Mosquito mania

It must be nearing Summer. The mossies and no-see-ums are beginning to make an impact on our hides despite copious anointments of bug repellent. Seriously, the little tinkers must be passing messages saying “Fresh blood, guys. Pile on.” Mrs S is suffering worse than me, poor lamb, and woke me around four this morning with a shriek when she twisted a muscle trying to apply ointment to an almost inaccessible part of her anatomy. Now she has to sit quietly to let the muscle settle, and my beloved does not sit still very well. Hi-ho. Unfortunately this means I have to do all the driving.

Well, we’ve crossed the Rockies and are well into ranching and oil territory. We missed a turn while admiring a Rocket III whoosh ahead, and because we didn’t realise our error for over half an hour and ended up driving for an hour longer than anticipated. Such are the grid patterns of Albertan roads. No biggie.

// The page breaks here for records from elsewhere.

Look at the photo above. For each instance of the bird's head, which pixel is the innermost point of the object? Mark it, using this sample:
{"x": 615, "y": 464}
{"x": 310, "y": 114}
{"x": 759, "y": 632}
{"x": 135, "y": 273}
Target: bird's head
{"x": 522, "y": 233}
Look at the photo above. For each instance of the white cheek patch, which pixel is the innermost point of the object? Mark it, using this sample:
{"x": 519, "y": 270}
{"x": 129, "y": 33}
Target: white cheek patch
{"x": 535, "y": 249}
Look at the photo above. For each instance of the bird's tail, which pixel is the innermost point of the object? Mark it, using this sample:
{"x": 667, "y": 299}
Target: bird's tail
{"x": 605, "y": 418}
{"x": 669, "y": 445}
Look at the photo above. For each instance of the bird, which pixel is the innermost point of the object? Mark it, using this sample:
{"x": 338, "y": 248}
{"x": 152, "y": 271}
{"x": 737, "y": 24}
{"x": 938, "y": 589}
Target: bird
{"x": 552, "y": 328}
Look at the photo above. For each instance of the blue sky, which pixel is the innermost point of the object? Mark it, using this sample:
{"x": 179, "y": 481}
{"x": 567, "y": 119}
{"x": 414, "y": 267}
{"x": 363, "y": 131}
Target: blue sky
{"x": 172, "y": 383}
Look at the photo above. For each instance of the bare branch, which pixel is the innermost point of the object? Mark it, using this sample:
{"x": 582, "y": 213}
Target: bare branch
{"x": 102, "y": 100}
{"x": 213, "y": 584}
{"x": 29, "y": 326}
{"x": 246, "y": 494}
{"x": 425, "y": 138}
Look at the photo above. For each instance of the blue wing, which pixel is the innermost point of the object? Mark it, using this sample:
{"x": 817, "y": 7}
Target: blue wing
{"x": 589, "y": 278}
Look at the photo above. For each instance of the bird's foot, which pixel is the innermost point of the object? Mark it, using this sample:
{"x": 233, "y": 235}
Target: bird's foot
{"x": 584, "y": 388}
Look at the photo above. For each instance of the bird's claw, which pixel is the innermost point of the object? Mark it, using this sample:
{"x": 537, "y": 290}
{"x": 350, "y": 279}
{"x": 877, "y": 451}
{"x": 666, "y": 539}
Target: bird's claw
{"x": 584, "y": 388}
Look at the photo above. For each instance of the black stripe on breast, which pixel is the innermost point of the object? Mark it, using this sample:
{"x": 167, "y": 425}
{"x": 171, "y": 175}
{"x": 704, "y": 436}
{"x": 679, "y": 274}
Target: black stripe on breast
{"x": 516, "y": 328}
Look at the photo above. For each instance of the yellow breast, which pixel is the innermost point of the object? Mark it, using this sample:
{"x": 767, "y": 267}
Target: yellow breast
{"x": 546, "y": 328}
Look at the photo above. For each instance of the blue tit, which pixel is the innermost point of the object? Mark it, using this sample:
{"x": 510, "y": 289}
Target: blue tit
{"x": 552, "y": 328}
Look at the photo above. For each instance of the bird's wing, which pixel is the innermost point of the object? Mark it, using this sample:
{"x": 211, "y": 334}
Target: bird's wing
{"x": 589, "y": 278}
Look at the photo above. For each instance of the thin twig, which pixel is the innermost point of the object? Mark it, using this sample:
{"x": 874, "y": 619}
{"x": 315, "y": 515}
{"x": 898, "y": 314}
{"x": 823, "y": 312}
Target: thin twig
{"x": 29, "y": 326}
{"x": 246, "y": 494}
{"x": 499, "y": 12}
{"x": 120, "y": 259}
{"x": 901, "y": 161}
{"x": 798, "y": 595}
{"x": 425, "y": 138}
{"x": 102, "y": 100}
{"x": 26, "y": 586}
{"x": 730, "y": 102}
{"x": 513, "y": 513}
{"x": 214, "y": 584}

The one thing about crossing mile after mile of forest and pasture punctuated with the odd swamp is that it gets boring. Like with the Rockies, you can only take so much awesome in a day. I find when trying to stick to the 110kph (68mph) speed limit on dual carriageways such splendour gets more than a little dull. So much so that I start yawning, provoking a “Bill, you are drifting. Be aware.” from Mrs S, who paraphrased Omar Sharif’s famous line from Lawrence of Arabia at me with a playful slap. However, I got the joke, perked up, and an hour later we arrived safely at our hotel.

Anyway, tomorrow is a much shorter hike, with a planned stop off to do a little canoeing en route. Whether I end up doing all the paddling is moot. One thing is certain; those bloody mosquitoes will be trying to make a meal of us. Time for a trip to the drug store for more Deet, then.